I am hoping to render maps on a small embedded system with very limited resources - the CPU is an ESP32 with 320 total kilobytes of RAM - and perhaps a few MB of PSRAM (additional slower RAM). I plan to use offline maps stored on an SD card. From my initial search, the existing renderers I’ve found seem to be developed for much more capable systems, ie PC/smart phones and the code seems to be quite large/complex. I am wondering as to the feasibility of this - although given that satnav devices have been around on fairly low end devices for decades the answer must be that it is doable? My initial thoughts were that the Garmin IMG format might be a good starting point. I assume a C/C++ based solution would be best but am open to ideas. My fallback would be to use pre-rendered tiles stored on SD but my ultimate goal is to do on device rendering. Any ideas, suggestions or thoughts on how to approach this. What would be the best starting point for me to work from?
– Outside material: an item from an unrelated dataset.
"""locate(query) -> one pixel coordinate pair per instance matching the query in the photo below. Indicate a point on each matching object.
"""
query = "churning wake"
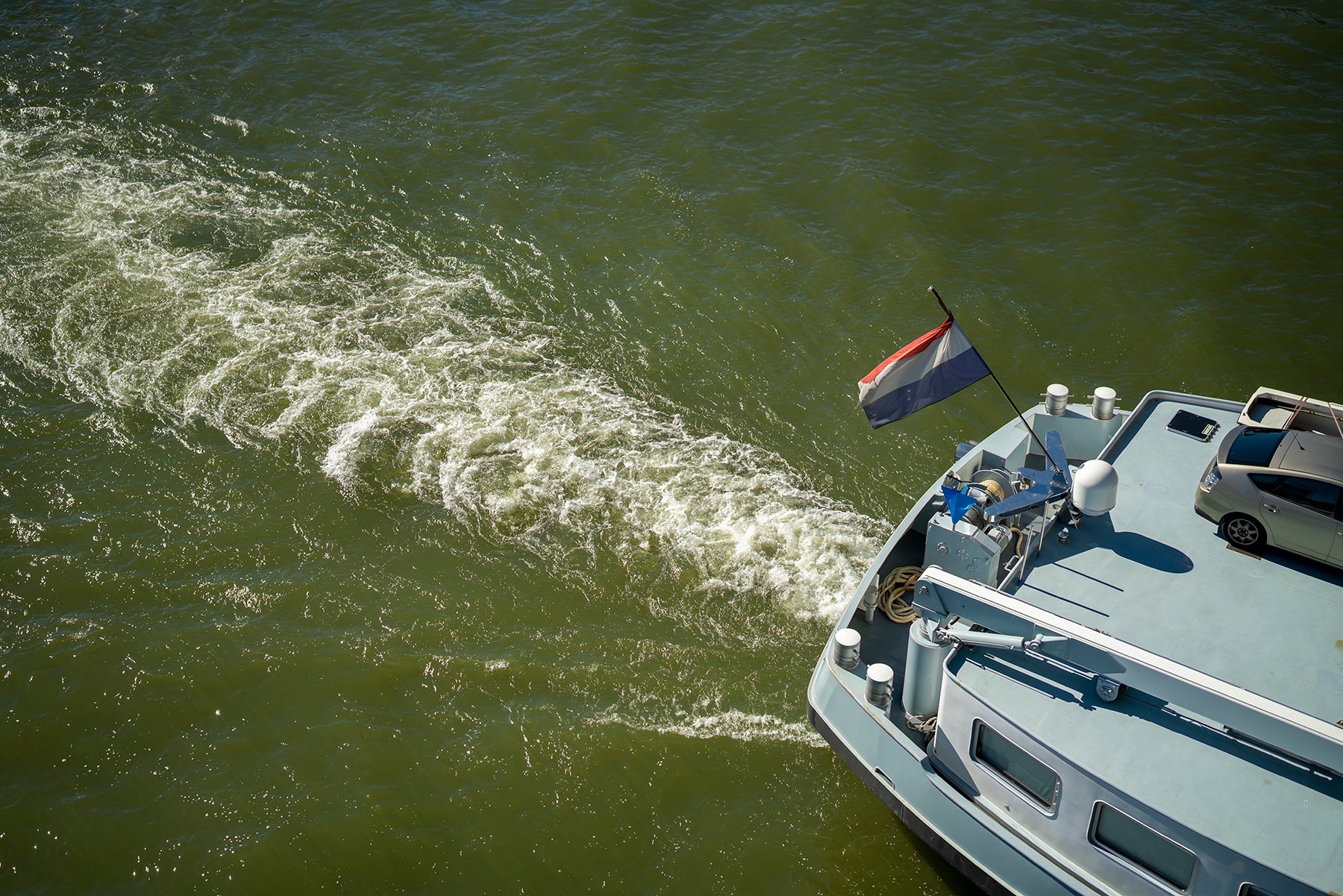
(145, 275)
Many thanks for any input!

Slowzy

For me, pre-rendered (vector) tiles seems the only way to do it. One of the complex computations is to find out which OSM object is - or should be - visible within a given rectangle. The available OSM formats don’t store data in a spatial index, so you’ll need an effictient format to answer that question, else your program will need a very long time to render a single image.
The older Garmin IMG is not well documented and the newer , partly encrypted (NT) format is still unknown. Some programs understand enough to render tiles, see GpsMapEdit, QLandkarteGT or QMapShack. As a co-author of mkgmap (1) I know quite well how to write the IMG format, but I’ve never cared much about rendering.
(1) http://www.mkgmap.org.uk/

Hi Slowzy - coincidentally I also was pondering the same thing as of late, namely map rendering on ESP32/ESP8266/STM32F103.
I would base it either around vector tiles or raster tiles compressed with vector quantization [e.g. codebook of 4096 4x4 entries (0.75 bpp) or 256 2x2 entries (2 bpp)].
I think either way it’s possible to obtain something marginally usable, the most limited resource being the memory.
But it will require hand-crafting or optimizing the whole stack. For instance, with FatFs library, you’d have to use f_lseek which caches cluster ranges in RAM so no seeks to FAT table are made when doing reads. (All of the above uC’s don’t have enough RAM to hold the whole FAT). Data format - create custom one that doesn’t need much seeking and (in case of vector tiles) preferably has pre-computed label placement. And for map rendering algorithms - use fixed point math. Finally for the display - use a frame buffer and DMA, don’t draw pixel by pixel.

So, the Garmin IMG format doesn’t seem to fit. It has a lot of quirks, it’s well compressed, but here you’d probably want to trade-off size for speed.

Thanks for your input - obviously no magic pills but I kind of already suspected that. I have a lot to learn before I get started and may look a bit more at the IMG format and programs GerdP referenced, but suspect I will likely heed your wisdom and go with vector tiles. Even this is going to be a big undertaking for me, especially with the embedded system constraints and slow SD card access but I have to start somewhere. I will update this thread if I make any progress. In the meantime, if anyone has any helpful input on this topic, please add to this thread. Thanks again for your help!